Two months ago, nine DEA agents participated in the largest U.S. special forces mission in Afghanistan since 2001, a four-day battle to take out a major Taliban stronghold and drug bazaar in the town of Marjeh in Helmand province.

Authorities say they seized a huge cache of weapons, explosives and bomb-making materials, as well as many tons of drugs in all stages of production.

DEA agents were able to help Afghan authorities arrest and obtain statements from those at the scene and to seize and exploit their cellphones, satellite phones and drug ledgers, said DEA Special Agent Nick Brooke.

"The beauty of this is that we get evidence out of it," Brooke said. "And since the operations are bilateral, we can prosecute these people under Afghan law," or in some cases under U.S. law.

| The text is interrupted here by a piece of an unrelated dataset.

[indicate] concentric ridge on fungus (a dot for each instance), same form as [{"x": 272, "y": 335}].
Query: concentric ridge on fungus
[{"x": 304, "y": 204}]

Several weeks ago, DEA agents led another suspected Afghan drug kingpin, Haji Bagcho, off a plane at Andrews Air Force Base near Washington, after arresting him on U.S. federal drug charges tied to his alleged financing of the Taliban.

At the same time, some current and former officials question whether Afghan government corruption and indifference are too rampant to turn the tide. Recently, President Hamid Karzai pardoned at least five convicted major drug traffickers, prompting a rare U.S. State Department rebuke.